# CDC Mortality Data

All data was pulled via [CDC Wonder](https://wonder.cdc.gov/controller/datarequest/D140;jsessionid=6168107B9517D078CF8CB7403852F177) and information about the data can be found [in this link](https://www.cdc.gov/nchs/data_access/cmf.htm).

In [2]:
import pandas as pd
import numpy as np

Because CDC Wonder limits result size, several exports subset by state were required.
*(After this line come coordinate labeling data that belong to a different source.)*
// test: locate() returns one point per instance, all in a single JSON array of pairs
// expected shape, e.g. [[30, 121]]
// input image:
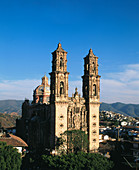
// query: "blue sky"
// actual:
[[31, 29]]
The first 5 files contain 9 states worth of data and 6th has 6 (total of 51 including District of Columbia).  

In [14]:
deaths01 = pd.read_csv("../data_raw/deaths_state_age_gender_race_cause_of_death_01.txt", sep = "\t")
deaths02 = pd.read_csv("../data_raw/deaths_state_age_gender_race_cause_of_death_02.txt", sep = "\t")
deaths03 = pd.read_csv("../data_raw/deaths_state_age_gender_race_cause_of_death_03.txt", sep = "\t")
deaths04 = pd.read_csv("../data_raw/deaths_state_age_gender_race_cause_of_death_04.txt", sep = "\t")
deaths05 = pd.read_csv("../data_raw/deaths_state_age_gender_race_cause_of_death_05.txt", sep = "\t")
deaths06 = pd.read_csv("../data_raw/deaths_state_age_gender_race_cause_of_death_06.txt", sep = "\t")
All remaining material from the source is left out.